Within the bulletin, the researchers delve into the role of stablecoins in this troubling picture: “Stablecoins fall short of what is required of practical means of payment in the real economy. the critical function that some stablecoins serve in the wider crypto-asset ecosystem and for unbacked crypto-assets could have contagion effects for the financial system if at some point in the future unbacked crypto-assets pose a risk to financial stability.” The researchers take the recent case of TerraUSD as an example, explaining that “the developments related to the crash of the algorithmic stablecoin TerraUSD exemplify the contagion within the crypto-asset ecosystem. Appropriate regulatory, supervisory and oversight frameworks need to be implemented urgently, before stablecoins become a risk to financial stability.”

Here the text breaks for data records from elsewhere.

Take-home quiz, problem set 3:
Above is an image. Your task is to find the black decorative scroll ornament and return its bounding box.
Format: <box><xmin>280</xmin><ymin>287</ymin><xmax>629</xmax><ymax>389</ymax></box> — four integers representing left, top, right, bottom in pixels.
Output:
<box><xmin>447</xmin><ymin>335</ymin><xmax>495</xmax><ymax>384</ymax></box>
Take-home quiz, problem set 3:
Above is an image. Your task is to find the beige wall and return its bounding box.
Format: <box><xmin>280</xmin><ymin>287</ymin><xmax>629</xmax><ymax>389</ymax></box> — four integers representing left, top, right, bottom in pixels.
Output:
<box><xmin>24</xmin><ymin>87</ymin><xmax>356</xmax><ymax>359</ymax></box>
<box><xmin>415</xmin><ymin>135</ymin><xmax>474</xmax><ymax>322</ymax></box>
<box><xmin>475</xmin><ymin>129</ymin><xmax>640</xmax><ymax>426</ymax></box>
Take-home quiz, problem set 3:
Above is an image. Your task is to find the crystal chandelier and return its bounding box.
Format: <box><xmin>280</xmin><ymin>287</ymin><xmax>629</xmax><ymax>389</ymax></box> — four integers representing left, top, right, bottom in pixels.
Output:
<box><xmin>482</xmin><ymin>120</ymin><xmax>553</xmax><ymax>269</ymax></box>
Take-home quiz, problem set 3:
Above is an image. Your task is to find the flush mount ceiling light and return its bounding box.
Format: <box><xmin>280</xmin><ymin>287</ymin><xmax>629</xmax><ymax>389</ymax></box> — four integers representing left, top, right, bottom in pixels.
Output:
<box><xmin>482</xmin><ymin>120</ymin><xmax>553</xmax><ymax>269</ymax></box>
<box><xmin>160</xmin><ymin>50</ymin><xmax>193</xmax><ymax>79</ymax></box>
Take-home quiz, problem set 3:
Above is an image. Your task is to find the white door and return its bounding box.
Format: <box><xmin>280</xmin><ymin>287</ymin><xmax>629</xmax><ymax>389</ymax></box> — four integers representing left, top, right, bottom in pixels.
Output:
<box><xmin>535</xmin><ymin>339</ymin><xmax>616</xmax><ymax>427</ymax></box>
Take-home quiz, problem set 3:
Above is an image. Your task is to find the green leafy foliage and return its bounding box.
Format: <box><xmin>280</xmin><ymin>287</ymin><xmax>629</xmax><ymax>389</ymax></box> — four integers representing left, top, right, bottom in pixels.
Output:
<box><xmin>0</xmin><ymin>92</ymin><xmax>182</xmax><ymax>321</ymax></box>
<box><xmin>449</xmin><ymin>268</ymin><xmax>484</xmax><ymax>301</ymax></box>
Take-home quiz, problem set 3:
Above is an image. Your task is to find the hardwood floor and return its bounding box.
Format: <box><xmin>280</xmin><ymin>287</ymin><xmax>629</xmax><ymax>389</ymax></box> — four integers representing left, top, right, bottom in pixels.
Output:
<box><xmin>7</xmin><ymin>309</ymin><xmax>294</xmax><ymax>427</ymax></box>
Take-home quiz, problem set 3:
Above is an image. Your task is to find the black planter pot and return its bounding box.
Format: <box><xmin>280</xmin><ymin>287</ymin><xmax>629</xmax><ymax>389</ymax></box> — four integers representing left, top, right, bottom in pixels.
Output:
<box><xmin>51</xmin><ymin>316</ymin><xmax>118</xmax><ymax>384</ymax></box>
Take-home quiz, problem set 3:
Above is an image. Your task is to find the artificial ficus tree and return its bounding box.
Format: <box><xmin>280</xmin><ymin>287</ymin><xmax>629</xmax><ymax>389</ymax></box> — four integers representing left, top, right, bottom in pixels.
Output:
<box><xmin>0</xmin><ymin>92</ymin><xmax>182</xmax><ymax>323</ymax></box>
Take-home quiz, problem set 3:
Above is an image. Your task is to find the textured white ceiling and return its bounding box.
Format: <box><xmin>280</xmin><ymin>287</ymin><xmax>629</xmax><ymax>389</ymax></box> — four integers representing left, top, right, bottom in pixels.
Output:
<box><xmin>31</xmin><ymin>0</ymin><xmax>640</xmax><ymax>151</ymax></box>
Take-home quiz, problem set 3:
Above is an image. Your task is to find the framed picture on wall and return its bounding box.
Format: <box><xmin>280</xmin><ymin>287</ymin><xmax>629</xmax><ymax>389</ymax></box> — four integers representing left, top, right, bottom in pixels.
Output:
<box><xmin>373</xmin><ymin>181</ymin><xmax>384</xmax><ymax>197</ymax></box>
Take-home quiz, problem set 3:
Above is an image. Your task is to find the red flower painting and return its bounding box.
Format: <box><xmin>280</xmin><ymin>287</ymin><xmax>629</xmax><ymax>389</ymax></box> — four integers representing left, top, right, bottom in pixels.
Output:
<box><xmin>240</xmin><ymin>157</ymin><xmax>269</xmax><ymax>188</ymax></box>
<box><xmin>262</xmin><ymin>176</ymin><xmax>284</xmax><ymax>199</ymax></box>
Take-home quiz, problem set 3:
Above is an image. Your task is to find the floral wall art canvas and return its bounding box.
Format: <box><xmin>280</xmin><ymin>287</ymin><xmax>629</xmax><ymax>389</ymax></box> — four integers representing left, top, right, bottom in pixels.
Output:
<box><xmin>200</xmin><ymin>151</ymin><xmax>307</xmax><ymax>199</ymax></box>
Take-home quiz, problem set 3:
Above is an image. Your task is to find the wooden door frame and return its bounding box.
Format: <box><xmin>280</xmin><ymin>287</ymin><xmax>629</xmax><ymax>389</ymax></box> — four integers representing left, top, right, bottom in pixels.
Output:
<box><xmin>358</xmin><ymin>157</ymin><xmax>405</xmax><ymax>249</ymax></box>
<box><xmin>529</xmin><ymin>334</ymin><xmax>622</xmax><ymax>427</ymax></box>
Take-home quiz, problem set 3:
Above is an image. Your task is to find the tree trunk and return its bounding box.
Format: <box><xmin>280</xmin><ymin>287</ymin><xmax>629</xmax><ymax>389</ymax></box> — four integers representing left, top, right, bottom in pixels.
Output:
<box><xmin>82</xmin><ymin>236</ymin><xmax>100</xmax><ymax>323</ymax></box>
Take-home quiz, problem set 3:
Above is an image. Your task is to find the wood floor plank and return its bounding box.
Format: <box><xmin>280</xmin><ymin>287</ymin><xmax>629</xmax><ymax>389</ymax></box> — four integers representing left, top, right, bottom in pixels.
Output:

Along stablecoins, also DeFi is in many ways “subject to the same vulnerabilities as traditional finance” and “needs to be effectively supervised and regulated. The lack of traditional centralised entry points for regulation and its opaque and anonymous nature pose challenges for policymakers in terms of enforcement and effective regulation and supervision.”
Finally, the bulletin highilight how “climate transition risks are expected to increase in line with the increasing exposure of the financial sector to crypto-assets” and ask for public authorities, investors and financial institutions “to evaluate whether the outsized carbon footprint of certain crypto-assets undermines their green transition commitments.”